Impact to Collaboration and License Agreement Revenues
In March 2015, the Company entered into an exclusive license agreement with Dana-Farber to develop a portfolio of fully human immuno-oncology targeted antibodies. Under the terms of the agreement, Checkpoint paid Dana-Farber an up-front licensing fee of $1.0 million and, on May 11, 2015, the Company granted Dana-Farber 500,000 shares, valued at $32,500 or $0.065 per share. The agreement included an anti-dilution clause that maintained Dana-Farber’s ownership at 5% until such time that the Company raised $10 million in cash in exchange for common shares. Pursuant to this provision, on September 30, 2015, the Company granted to Dana-Farber an additional 136,830 shares of common stock valued at approximately $0.6 million and the anti-dilution clause thereafter expired. Dana-Farber is eligible to receive payments of up to an aggregate of approximately $21.5 million for each licensed product upon the Company’s successful achievement of certain clinical development, regulatory and first commercial sale milestones. In addition, Dana-Farber is eligible to receive up to an aggregate of $60.0 million upon the Company’s successful achievement of certain sales milestones based on aggregate net sales, in addition to royalty payments based on a tiered low to mid-single digit percentage of net sales. Following the second anniversary of the effective date of the license agreement, Dana-Farber receives an annual license maintenance fee, which is creditable against milestone payments or royalties due to Dana-Farber. The portfolio of antibodies licensed from Dana-Farber include antibodies targeting PD-L1, GITR and CAIX.
In connection with the license agreement with Dana-Farber, the Company entered into a collaboration agreement with TGTX, a related party, to develop and commercialize the anti-PD-L1 and anti-GITR antibody research programs in the field of hematological malignancies, while the Company retains the right to develop and commercialize these antibodies in the field of solid tumors. Michael Weiss, Chairman of the Board of Directors of Checkpoint and Fortress’ Executive Vice Chairman, Strategic Development, is also the Executive Chairman, President and Chief Executive Officer and a stockholder of TGTX. Under the terms of the collaboration agreement, TGTX paid the Company $0.5 million, representing an upfront licensing fee, and the Company is eligible to receive substantive potential milestone payments up to an aggregate of approximately $21.5 million for each product upon TGTX’s successful achievement of certain clinical development, regulatory and first commercial sale milestones. This is comprised of up to approximately $7.0 million upon TGTX’s successful completion of clinical development milestones, and up to approximately $14.5 million upon first commercial sales in specified territories. In addition, the Company is eligible to receive up to an aggregate of $60.0 million upon TGTX’s successful achievement of certain sales milestones based on aggregate net sales, in addition to royalty payments based on a tiered high single digit percentage of net sales. Following the second anniversary of the effective date of the agreement, the Company receives an annual license maintenance fee, which is creditable against milestone payments or royalties due to the Company.
The collaboration with TGTX contains a single material performance obligation under Topic 606, which is the granting of a license that is functional intellectual property.

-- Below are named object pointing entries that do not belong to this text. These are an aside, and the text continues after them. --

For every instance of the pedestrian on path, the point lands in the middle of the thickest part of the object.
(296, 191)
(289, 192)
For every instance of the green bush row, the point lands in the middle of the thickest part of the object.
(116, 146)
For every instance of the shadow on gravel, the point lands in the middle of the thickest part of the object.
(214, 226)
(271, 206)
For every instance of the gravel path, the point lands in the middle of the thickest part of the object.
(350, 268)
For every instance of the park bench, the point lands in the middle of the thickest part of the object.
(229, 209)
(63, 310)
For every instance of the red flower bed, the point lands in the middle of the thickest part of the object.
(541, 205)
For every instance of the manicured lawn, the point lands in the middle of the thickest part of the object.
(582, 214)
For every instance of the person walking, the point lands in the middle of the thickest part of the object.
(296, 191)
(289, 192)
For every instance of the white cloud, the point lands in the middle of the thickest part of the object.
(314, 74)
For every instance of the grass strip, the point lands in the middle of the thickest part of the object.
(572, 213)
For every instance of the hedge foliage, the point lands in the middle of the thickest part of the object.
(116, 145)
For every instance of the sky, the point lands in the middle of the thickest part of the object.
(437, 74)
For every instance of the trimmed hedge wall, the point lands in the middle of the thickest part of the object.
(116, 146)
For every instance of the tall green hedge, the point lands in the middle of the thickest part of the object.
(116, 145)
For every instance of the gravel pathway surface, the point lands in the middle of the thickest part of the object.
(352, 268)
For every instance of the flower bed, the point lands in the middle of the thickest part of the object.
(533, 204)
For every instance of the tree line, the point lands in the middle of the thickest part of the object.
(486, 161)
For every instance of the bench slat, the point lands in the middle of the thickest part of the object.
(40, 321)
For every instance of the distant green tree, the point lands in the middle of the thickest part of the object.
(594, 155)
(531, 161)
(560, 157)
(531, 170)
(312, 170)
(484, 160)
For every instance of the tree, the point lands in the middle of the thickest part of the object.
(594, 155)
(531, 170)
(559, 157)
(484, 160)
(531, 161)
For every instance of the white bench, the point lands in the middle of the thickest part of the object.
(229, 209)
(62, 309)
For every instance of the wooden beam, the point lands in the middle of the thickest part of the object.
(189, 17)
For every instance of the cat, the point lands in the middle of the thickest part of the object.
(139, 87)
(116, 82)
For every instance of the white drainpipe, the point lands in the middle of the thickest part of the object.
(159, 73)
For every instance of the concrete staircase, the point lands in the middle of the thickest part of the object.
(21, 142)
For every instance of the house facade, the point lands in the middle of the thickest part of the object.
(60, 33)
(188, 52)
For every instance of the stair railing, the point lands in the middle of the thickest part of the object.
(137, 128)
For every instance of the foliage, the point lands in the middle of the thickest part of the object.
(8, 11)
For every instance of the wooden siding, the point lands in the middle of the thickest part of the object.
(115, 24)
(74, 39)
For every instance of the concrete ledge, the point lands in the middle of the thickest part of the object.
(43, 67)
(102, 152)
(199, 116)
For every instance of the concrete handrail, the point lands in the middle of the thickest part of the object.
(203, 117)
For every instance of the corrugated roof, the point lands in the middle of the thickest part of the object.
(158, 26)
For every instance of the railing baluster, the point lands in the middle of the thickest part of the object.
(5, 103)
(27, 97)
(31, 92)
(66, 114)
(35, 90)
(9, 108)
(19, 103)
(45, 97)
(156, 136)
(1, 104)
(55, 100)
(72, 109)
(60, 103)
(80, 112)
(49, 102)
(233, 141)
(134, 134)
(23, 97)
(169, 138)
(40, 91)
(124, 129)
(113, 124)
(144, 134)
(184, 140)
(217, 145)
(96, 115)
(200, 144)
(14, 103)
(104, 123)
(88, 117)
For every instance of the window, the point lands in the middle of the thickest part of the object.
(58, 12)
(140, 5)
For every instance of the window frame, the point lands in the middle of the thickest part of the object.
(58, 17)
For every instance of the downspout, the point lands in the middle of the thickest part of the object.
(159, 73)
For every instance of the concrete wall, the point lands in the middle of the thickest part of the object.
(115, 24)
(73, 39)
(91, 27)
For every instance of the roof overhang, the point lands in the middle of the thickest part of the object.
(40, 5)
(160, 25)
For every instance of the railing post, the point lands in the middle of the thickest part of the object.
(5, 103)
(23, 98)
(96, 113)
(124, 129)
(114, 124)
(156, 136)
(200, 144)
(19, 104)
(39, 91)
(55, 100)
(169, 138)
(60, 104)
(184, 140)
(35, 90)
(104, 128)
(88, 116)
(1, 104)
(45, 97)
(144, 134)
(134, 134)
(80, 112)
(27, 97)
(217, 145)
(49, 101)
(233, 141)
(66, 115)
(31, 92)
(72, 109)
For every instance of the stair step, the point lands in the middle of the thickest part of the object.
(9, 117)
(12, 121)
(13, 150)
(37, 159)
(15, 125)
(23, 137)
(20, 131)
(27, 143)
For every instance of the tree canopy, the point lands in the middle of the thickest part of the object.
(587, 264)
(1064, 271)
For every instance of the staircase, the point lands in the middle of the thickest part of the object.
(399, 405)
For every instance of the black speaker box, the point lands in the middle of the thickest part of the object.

The Company’s performance obligation is satisfied at the point in time when the customer has the ability to use and benefit from the right to use the intellectual property.
The collaboration agreement includes fixed fees that include the upfront fee of $0.5 million and annual maintenance fees. The milestone payments are based on successful achievement of preclinical, clinical development, regulatory, and sales milestones. Because these payments are contingent on the occurrence of a future event, they represent variable consideration and are constrained and included in the transaction price only when it is probable that a significant reversal in the amount of cumulative revenue recognized will not occur. The sales based royalty payments are recognized as revenue when the subsequent sales occur. The Company is also receiving variable consideration in the form of patent expense out of pocket cost reimbursements that are constrained and included in the transaction price only when it is probable that a significant reversal in the amount of cumulative revenue recognized will not occur.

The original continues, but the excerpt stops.